The believers in war felt somewhat hurt by Sumner's plainness of speech, but the city of Boston and the State of Massachusetts awoke to the knowledge of an eloquent man in their midst, who had doubtless a work before him. Mrs. Lydia Maria Child wrote him: "How I did thank you for your noble and eloquent attack upon the absurd barbarism of war! It was worth living for to have done that, if you never do anything more. But the soul that could do that will do more."

Chancellor Kent wrote him, "I am very strongly in favor of the institution of a congress of nations or system of arbitration without going to war. Every effort ought to be made by treaty stipulation, remonstrance, and appeal to put a stop to the resort to brutal force to assert claims of right. The idea of war is horrible. I remember I was very much struck, even in my youth, by the observation (I think it was in Tom Paine's 'Crisis') that 'he who is the author of war lets loose the whole contagion of hell, and opens a vein that bleeds a nation to death.'"
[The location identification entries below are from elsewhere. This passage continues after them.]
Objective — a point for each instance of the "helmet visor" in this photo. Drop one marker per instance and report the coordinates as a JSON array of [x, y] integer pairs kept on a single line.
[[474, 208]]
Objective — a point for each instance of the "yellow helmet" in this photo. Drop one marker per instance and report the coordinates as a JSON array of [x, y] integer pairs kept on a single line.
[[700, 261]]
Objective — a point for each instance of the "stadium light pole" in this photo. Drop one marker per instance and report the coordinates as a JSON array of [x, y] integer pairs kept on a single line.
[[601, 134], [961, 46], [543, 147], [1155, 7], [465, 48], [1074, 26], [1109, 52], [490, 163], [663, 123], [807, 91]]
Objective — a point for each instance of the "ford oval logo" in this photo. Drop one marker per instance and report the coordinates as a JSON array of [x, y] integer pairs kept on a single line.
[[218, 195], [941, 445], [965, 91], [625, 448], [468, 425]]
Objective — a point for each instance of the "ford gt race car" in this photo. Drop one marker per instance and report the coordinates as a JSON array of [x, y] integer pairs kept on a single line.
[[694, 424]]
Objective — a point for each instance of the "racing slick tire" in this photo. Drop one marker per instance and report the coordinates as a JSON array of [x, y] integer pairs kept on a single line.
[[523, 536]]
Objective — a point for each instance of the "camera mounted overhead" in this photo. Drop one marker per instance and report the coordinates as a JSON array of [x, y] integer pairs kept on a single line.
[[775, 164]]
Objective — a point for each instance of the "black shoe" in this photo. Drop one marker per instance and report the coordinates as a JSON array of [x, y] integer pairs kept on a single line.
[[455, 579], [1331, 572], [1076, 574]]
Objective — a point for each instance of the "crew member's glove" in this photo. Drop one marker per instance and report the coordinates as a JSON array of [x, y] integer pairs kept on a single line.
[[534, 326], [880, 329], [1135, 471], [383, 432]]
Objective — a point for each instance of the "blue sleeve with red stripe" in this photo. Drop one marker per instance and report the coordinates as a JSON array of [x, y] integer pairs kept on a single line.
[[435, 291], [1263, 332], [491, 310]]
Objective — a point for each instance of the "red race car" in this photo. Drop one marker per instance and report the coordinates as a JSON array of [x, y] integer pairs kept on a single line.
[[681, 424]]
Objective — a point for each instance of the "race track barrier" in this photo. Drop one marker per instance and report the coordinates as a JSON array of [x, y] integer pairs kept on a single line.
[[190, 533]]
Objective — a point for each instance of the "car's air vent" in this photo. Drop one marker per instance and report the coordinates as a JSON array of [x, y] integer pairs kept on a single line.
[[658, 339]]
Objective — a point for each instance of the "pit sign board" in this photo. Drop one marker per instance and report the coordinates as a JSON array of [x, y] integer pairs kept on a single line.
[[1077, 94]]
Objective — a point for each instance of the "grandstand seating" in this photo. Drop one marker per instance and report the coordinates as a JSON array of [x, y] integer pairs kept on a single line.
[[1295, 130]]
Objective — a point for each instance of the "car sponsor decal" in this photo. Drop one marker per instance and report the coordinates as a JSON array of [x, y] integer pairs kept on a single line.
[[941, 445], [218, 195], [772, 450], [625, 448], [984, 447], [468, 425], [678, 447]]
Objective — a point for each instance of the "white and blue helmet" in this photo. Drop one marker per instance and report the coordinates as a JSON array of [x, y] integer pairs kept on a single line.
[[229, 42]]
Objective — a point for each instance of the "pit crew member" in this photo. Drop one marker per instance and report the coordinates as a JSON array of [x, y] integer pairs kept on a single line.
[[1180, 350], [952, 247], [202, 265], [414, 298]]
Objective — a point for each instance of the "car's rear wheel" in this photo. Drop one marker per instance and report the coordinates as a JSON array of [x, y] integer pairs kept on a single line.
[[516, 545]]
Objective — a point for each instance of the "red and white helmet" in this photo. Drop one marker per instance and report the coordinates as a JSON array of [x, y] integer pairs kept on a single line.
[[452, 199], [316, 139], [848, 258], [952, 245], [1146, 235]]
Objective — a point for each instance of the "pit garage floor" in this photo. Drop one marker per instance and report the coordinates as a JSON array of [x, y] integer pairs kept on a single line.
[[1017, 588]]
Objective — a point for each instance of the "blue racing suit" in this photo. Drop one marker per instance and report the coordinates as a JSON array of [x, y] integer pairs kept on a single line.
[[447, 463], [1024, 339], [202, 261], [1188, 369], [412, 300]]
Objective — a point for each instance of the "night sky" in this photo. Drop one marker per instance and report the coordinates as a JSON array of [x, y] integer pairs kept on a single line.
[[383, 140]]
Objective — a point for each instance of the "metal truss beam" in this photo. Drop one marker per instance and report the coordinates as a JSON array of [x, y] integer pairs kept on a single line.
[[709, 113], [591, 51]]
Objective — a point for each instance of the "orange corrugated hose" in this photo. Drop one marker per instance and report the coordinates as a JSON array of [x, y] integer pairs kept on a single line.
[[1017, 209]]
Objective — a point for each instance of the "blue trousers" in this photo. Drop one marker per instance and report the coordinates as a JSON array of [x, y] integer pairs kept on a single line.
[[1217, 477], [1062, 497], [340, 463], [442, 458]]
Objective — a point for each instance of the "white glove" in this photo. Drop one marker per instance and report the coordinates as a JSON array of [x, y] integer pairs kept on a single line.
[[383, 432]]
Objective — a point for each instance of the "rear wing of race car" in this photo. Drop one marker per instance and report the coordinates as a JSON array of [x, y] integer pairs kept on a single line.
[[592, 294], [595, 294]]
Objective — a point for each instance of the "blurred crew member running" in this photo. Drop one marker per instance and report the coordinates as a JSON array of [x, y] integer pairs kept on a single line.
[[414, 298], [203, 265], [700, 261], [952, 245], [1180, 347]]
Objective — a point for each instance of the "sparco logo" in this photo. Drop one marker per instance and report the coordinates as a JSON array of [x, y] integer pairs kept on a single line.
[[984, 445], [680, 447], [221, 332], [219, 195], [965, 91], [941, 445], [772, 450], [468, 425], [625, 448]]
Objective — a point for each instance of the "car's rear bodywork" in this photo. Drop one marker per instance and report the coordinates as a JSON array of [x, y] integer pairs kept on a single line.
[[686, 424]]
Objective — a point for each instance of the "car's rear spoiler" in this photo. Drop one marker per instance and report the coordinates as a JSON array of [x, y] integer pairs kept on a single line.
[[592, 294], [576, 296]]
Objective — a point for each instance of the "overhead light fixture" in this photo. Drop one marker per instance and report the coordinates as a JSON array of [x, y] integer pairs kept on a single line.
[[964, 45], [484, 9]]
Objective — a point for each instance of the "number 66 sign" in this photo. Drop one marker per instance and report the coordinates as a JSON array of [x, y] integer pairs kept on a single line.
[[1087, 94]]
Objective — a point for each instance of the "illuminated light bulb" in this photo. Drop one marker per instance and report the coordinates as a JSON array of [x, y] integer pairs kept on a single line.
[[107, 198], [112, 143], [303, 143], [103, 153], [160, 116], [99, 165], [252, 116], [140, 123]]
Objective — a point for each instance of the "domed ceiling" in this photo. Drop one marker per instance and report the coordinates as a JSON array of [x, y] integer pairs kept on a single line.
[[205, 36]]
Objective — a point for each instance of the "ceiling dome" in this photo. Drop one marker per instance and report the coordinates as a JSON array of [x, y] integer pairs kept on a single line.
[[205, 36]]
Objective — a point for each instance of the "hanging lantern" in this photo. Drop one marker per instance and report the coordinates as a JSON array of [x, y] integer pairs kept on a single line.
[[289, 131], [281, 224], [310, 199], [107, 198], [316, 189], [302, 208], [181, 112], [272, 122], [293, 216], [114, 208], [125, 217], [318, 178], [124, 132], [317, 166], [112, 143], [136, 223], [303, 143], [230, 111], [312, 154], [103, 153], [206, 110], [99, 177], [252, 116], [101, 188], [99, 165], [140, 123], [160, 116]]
Seven thousand copies of this oration were distributed by the Peace Societies of England, and it had a wide reading in our own country.

Sumner was now called upon to speak with Garrison, Phillips, and others, on the question of the annexation of Texas with her slave territory. He said, "God forbid that the votes and voices of the freemen of the North should help to bind anew the fetters of the slave! God forbid that the lash of the slave-dealer should be nerved by any sanction from New England! God forbid that the blood which spurts from the lacerated quivering flesh of the slave should soil the hem of the white garments of Massachusetts."
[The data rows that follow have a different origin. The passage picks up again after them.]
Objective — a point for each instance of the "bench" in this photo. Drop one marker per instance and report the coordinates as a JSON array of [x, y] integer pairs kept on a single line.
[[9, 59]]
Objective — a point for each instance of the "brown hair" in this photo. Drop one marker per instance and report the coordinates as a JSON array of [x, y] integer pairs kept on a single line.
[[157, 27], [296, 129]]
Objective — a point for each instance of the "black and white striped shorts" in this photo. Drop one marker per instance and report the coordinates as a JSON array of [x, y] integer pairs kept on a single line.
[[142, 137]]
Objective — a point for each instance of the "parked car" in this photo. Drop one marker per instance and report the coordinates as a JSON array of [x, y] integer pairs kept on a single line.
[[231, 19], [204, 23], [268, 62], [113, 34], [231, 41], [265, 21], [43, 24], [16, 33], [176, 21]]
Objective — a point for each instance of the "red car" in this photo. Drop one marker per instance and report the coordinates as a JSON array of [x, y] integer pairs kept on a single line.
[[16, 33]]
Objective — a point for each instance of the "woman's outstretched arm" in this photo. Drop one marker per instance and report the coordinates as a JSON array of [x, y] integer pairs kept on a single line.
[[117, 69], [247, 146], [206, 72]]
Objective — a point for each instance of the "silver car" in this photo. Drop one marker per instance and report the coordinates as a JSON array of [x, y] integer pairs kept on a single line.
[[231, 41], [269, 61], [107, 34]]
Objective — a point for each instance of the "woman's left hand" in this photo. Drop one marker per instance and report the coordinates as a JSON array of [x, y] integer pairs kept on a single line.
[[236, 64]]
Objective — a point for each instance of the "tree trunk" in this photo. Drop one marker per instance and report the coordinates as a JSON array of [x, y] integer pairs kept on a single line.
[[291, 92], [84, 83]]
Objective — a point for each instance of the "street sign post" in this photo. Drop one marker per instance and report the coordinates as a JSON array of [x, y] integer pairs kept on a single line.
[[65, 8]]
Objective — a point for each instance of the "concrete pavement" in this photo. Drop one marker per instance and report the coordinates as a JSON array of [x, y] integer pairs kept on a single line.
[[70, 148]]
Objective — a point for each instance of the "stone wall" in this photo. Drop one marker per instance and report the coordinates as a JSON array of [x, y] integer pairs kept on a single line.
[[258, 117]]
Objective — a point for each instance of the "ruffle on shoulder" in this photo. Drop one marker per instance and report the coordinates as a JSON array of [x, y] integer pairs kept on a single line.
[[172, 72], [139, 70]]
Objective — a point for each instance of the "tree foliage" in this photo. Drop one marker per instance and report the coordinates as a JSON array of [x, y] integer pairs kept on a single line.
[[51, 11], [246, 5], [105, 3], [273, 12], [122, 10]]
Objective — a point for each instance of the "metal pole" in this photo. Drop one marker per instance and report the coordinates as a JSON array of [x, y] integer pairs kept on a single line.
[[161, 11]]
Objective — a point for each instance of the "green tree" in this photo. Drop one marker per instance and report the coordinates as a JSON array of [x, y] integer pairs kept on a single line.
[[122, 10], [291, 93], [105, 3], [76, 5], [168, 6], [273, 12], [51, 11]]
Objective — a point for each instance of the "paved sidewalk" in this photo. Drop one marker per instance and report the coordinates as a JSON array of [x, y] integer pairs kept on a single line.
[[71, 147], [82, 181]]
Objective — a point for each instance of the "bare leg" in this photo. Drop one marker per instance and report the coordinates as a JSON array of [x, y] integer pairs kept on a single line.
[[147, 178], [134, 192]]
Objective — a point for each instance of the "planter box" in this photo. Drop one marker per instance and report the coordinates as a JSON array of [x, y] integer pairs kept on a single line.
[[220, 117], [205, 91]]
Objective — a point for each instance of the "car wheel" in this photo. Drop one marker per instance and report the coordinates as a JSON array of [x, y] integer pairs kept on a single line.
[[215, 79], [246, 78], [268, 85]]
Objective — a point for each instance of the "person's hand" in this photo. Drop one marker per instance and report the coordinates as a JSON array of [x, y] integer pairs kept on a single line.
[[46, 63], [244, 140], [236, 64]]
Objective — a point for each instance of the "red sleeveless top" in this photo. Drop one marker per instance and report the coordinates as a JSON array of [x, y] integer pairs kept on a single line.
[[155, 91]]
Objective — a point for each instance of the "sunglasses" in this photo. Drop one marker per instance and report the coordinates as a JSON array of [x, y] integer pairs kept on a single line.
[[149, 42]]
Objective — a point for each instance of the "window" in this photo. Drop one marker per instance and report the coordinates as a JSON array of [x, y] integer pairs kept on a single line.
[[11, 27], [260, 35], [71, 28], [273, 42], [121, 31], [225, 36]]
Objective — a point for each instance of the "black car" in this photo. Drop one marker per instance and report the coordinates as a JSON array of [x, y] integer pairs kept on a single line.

The educated Boston lawyer, the friend of hosts of authors and jurists on both sides of the ocean, the accomplished and aristocratic scholar, Sumner had placed himself among the despised Abolitionists! Many of his friends stood aghast, even refusing to recognize him on the street. This act required great moral heroism, but he was equal to the occasion. The door had opened to fame and immortality, even though they came to him through contumely and well-nigh martyrdom.

In 1846, Mr. Sumner spoke before the Phi Beta Kappa Society of Harvard University: "We stand on the threshold of a new age, which is preparing to recognize new influences. The ancient divinities of violence and wrong are retreating to their kindred darkness. The sun of our moral universe is entering a new ecliptic, no longer deformed by those images, Cancer, Taurus, Leo, Sagittarius, but beaming with the mild radiance of those heavenly signs, Faith, Hope, and Charity.